When I told him my plan, he was a bit hesitant but I plainly informed him that if he didn’t help me, I was doing it myself. Because I’d. Had. It. And besides, it wasn’t brain surgery, after all. It was one snip and a pull.

And so we did it. He snipped. I pulled. And I must say that it is a very strange feeling to pull a foot of plastic tubing out of each side of ones’ person. Steve was not real keen on looking at the operation but I was so desperate, it really didn’t bother me.

And then presto! I was transformed from this . . .

IMG_3995

into this!

IMG_4030

Well, maybe not instantly, but it sure did make a world of difference to me, psychologically AND physically.

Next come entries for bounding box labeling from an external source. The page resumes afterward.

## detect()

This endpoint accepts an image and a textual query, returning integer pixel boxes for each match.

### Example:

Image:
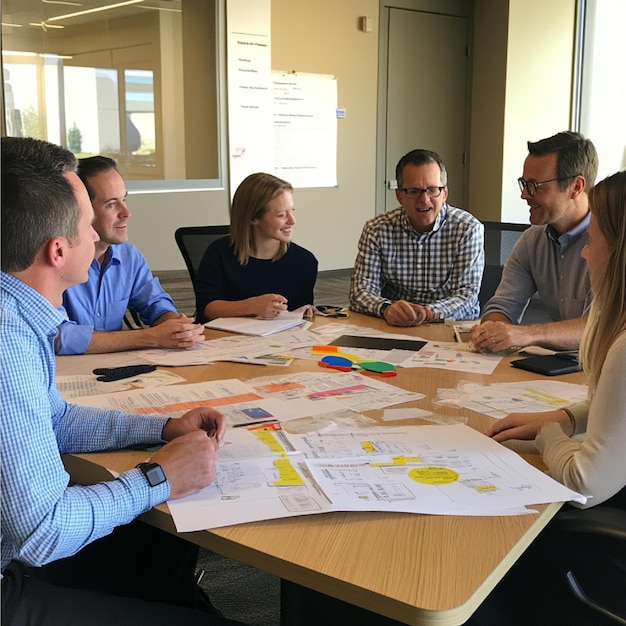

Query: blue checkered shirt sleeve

[350,205,485,320]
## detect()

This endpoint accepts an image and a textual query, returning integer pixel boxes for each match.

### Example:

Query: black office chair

[478,222,530,310]
[553,505,626,625]
[174,226,230,292]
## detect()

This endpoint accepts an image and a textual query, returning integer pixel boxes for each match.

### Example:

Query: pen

[232,419,278,428]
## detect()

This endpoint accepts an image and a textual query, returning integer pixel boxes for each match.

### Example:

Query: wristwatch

[135,463,167,487]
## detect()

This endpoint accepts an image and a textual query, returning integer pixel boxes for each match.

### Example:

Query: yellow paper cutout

[409,467,459,485]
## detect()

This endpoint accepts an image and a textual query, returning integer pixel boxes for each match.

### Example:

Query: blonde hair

[230,172,293,265]
[580,170,626,397]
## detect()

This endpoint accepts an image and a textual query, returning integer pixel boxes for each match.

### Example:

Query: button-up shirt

[0,272,169,569]
[350,204,485,320]
[483,215,592,324]
[56,243,176,354]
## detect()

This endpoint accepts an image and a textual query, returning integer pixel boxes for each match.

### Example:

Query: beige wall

[130,0,576,270]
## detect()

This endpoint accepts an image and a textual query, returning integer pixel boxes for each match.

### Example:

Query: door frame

[375,0,474,215]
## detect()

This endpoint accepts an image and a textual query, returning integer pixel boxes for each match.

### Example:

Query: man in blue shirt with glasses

[470,131,598,352]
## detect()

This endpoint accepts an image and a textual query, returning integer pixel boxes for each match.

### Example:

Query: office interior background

[2,0,626,272]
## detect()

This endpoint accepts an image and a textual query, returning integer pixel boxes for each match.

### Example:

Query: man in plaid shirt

[350,149,485,326]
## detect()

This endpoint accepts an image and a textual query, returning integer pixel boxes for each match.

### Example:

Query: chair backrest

[174,225,230,291]
[478,222,530,310]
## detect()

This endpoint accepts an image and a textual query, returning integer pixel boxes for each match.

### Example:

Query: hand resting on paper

[487,409,574,443]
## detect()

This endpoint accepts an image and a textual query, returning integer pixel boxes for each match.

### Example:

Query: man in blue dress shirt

[350,149,485,326]
[0,137,241,626]
[56,156,204,354]
[470,131,598,352]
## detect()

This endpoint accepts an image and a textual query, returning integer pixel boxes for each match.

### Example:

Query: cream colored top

[536,333,626,508]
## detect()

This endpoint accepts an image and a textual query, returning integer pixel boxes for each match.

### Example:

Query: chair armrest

[555,506,626,541]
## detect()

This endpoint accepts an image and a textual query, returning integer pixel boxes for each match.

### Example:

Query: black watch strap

[136,463,167,487]
[380,302,391,319]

Some of you commented that you didn’t know I was not allowed to shower while the drains were in. That is true. For TWO weeks, I did not shower. I don’t know if you’ve ever gone for two weeks without showering, but let me just say that I will never again take showering for granted. There is nothing quite like the feel of standing under splashing, clean, clear water and feeling like a human being again.

Ahhhh . . .

So anyway, a big thanks to everyone who has rejoiced with me over my drainless state and also, the fabulous ability to shower that has come back into my life.

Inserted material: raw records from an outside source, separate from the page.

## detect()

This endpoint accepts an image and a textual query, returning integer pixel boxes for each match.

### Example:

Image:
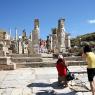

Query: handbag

[66,69,75,81]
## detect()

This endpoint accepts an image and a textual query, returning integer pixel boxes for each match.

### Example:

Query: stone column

[32,19,39,54]
[49,34,52,50]
[57,19,66,52]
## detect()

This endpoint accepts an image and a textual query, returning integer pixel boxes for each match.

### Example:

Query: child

[56,55,68,87]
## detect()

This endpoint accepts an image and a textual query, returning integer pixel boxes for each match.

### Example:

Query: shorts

[87,68,95,81]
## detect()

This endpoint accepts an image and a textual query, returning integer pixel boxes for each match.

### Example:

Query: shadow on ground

[27,82,67,89]
[27,82,76,95]
[36,90,76,95]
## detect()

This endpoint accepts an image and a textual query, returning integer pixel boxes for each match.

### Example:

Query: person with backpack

[82,45,95,95]
[56,55,68,87]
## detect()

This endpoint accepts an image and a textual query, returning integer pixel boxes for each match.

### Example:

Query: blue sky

[0,0,95,39]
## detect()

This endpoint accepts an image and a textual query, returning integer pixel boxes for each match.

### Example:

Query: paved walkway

[0,66,91,95]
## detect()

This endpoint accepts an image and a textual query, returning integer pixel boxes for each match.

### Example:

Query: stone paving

[0,66,91,95]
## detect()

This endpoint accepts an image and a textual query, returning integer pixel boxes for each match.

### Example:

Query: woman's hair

[83,45,92,53]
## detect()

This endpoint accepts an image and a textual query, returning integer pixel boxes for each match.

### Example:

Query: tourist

[56,55,68,87]
[82,45,95,95]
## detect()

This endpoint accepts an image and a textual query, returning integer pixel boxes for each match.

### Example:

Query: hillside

[71,32,95,47]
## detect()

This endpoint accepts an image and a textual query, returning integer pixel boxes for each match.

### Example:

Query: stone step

[0,63,16,70]
[11,57,42,63]
[16,61,87,68]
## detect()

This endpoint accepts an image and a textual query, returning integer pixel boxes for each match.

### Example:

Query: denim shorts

[87,68,95,81]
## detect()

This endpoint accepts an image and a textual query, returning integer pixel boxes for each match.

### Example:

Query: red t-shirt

[56,59,67,76]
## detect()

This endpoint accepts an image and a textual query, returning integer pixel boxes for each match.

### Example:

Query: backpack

[66,69,75,81]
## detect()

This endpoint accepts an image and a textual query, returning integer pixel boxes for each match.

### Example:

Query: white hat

[58,55,63,59]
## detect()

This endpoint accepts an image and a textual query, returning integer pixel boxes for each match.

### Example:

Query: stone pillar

[57,19,66,52]
[68,35,71,48]
[49,34,52,50]
[52,28,59,53]
[32,19,39,54]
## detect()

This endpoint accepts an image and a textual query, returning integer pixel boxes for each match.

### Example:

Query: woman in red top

[56,55,67,86]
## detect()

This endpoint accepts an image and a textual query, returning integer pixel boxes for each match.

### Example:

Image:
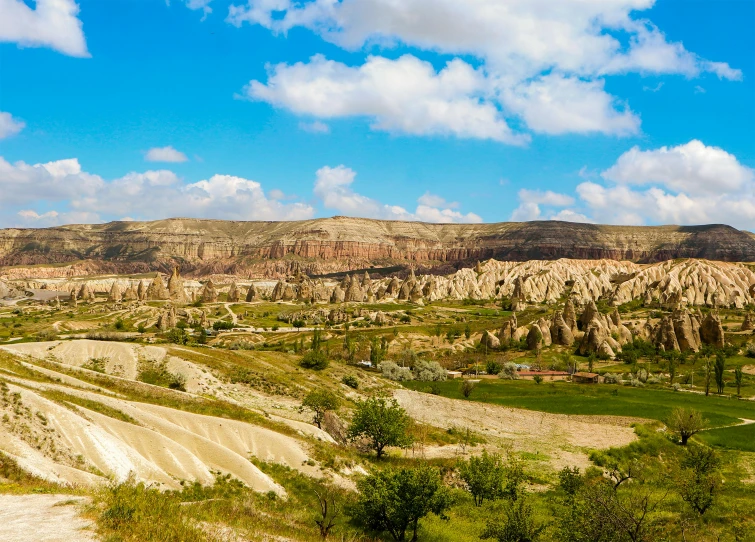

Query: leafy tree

In my next update—good and bad Nathan news.

Thursday, May 6, 2010

Drains-No-More

All four drains are gone!

I have showered! (When stepping into a shower makes you cry, you know you're teetering on the emotional edge.) :-)

I have put on fresh clothes!

I have washed and styled my hair!

I have even put on make up!

I don't know when I have ever been so happy.

I'll try to post a picture of the new and improved me soon but just getting the drains out has made me feel like a new woman.

Ahhhh . . . . my whole entire self is smiling.